Who Doesn’t Love a Smoothie?

After dabbling as a self-schooled chef since the age of six, I finally decided to take the plunge and attend Matthew Kenney Academy’s raw culinary training program in Oklahoma City. I’ve only prepared a few raw dishes of any complexity before, such as raw bread and raw lasagna, so everyday brings much new knowledge and experiences.

Ultimately, I chose the Matthew Kenney program as it was the only classically structured culinary education available using almost entirely plant-based ingredients.
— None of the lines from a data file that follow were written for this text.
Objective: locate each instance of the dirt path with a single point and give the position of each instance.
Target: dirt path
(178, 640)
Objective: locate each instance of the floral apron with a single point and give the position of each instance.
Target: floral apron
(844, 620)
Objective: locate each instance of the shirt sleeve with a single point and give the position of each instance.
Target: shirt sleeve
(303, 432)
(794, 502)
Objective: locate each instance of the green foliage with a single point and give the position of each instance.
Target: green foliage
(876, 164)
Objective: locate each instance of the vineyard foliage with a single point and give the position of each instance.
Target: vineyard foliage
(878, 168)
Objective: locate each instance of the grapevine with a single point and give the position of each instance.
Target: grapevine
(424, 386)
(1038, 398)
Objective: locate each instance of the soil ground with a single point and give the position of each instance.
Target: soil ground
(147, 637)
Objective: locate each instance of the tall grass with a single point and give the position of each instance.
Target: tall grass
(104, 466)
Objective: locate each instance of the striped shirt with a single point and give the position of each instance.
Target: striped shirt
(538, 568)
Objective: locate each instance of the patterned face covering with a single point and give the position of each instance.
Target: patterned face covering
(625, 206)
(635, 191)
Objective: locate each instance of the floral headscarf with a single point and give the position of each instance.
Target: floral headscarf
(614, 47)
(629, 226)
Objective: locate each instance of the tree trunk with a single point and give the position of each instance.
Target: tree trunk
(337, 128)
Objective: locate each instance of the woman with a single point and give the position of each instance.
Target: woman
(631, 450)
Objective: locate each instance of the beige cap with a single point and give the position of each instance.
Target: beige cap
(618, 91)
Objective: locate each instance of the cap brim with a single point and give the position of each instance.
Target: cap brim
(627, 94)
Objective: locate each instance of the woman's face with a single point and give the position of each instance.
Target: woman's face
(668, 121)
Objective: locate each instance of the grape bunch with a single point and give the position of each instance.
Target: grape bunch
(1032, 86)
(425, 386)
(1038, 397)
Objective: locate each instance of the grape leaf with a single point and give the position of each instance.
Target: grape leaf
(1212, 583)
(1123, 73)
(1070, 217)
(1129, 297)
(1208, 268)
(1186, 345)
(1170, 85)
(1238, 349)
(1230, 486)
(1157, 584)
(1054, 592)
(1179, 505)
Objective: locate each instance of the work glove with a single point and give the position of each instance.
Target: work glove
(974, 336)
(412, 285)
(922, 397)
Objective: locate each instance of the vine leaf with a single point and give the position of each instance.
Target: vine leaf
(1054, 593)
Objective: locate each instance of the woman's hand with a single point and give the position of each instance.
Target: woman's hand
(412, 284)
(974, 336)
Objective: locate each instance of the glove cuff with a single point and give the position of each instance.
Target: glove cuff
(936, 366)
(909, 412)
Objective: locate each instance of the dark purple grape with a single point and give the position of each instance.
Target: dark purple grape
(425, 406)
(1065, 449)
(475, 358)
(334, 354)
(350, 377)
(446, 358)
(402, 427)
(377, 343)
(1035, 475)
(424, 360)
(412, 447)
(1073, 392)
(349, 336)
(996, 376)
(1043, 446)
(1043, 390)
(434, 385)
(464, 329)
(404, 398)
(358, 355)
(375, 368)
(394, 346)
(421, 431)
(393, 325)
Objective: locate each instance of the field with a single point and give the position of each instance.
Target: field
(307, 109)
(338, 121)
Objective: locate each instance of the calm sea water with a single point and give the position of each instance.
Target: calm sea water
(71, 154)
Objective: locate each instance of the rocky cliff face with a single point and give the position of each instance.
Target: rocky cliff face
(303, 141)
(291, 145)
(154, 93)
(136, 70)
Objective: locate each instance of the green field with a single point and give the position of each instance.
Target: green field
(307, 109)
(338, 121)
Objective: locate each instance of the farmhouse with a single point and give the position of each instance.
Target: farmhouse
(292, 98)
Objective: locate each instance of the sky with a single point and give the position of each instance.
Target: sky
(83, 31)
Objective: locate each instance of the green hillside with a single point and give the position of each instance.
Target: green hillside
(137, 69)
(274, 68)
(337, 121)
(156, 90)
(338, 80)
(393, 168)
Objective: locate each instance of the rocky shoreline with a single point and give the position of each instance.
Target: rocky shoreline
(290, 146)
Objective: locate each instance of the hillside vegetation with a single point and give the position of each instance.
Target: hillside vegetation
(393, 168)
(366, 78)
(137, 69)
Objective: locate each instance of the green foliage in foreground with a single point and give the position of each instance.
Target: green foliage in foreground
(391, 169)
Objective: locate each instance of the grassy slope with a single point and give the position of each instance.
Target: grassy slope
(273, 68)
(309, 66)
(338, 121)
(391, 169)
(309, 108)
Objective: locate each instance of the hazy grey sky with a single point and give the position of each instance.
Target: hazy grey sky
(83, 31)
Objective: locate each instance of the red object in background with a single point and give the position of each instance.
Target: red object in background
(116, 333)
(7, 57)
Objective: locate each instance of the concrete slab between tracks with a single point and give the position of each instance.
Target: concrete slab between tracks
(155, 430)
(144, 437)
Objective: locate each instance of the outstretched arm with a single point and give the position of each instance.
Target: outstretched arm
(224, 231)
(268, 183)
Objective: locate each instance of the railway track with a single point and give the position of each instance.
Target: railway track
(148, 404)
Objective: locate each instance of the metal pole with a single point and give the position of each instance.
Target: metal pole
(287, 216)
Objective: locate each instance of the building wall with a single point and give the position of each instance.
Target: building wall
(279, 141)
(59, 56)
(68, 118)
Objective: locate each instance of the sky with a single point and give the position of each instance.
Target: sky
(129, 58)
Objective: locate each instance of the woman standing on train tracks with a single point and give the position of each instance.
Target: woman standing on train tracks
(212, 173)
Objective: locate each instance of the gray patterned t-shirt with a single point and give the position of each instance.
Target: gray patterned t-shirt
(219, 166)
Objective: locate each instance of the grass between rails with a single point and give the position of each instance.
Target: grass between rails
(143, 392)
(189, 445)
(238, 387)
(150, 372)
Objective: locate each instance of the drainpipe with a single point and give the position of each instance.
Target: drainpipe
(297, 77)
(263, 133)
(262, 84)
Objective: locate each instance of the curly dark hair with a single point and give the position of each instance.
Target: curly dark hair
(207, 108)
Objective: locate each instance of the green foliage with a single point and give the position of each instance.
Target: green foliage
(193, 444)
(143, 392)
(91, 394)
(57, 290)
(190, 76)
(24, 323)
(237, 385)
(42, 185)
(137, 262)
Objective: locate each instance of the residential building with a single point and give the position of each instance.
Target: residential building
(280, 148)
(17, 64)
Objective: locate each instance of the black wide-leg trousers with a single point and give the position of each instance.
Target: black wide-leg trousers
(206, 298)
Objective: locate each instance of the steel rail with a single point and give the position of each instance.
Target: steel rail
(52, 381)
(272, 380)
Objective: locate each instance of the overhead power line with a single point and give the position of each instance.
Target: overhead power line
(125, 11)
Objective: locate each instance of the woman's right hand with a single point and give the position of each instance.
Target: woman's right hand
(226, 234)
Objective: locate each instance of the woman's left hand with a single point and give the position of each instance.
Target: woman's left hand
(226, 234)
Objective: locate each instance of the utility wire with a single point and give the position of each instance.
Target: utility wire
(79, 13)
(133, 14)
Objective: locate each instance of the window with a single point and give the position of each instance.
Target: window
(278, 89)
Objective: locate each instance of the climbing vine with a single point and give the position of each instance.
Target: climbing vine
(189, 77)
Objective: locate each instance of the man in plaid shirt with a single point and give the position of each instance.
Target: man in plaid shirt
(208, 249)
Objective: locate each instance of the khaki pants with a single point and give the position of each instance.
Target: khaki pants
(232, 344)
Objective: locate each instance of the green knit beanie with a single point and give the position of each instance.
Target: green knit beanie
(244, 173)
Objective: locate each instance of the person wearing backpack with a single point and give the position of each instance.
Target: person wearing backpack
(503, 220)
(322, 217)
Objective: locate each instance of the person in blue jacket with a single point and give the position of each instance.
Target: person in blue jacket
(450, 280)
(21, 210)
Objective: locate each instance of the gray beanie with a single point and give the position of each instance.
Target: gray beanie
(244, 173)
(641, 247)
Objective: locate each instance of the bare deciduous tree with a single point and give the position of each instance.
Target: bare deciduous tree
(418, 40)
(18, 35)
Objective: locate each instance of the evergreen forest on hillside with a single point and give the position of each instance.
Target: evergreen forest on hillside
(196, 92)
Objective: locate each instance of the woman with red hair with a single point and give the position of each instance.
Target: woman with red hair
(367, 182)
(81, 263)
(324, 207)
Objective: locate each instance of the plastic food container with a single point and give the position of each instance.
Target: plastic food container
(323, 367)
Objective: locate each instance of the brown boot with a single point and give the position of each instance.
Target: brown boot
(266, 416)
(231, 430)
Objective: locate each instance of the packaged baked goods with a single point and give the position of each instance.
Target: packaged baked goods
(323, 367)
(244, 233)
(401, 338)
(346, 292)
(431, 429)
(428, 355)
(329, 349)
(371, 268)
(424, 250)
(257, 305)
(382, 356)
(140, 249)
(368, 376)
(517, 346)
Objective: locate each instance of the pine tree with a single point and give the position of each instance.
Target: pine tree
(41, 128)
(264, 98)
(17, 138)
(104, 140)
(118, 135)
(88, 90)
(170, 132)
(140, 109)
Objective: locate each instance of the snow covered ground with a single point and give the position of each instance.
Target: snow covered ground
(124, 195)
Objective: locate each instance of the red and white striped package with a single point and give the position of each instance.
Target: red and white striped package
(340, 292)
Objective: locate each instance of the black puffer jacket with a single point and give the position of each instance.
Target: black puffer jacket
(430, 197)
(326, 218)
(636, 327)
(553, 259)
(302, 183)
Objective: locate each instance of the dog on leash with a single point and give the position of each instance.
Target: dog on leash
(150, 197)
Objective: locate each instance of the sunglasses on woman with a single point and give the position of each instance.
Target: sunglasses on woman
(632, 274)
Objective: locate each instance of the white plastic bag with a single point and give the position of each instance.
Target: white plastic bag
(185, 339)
The program is not completely vegan, since it employs products from bees (honey and bee pollen) in its recipes, such as the Blueberry Bee Smoothie pictured above.

Today was Day 4 of the Level 1 class, and we’ve already learned so much: Not just several incredibly delicious recipes (juices and smoothies among the simplest), but professional knife skills, plating skills, flavor combinations, and recipe substitution and development.

I’m also learning firsthand about the differences between cooking at home vs professionally: dishes must be pleasing to the eye and the palate–not just nutritious and healthy–for a restaurant to prosper.

I invite you to stop by again to join me on my culinary learning journey!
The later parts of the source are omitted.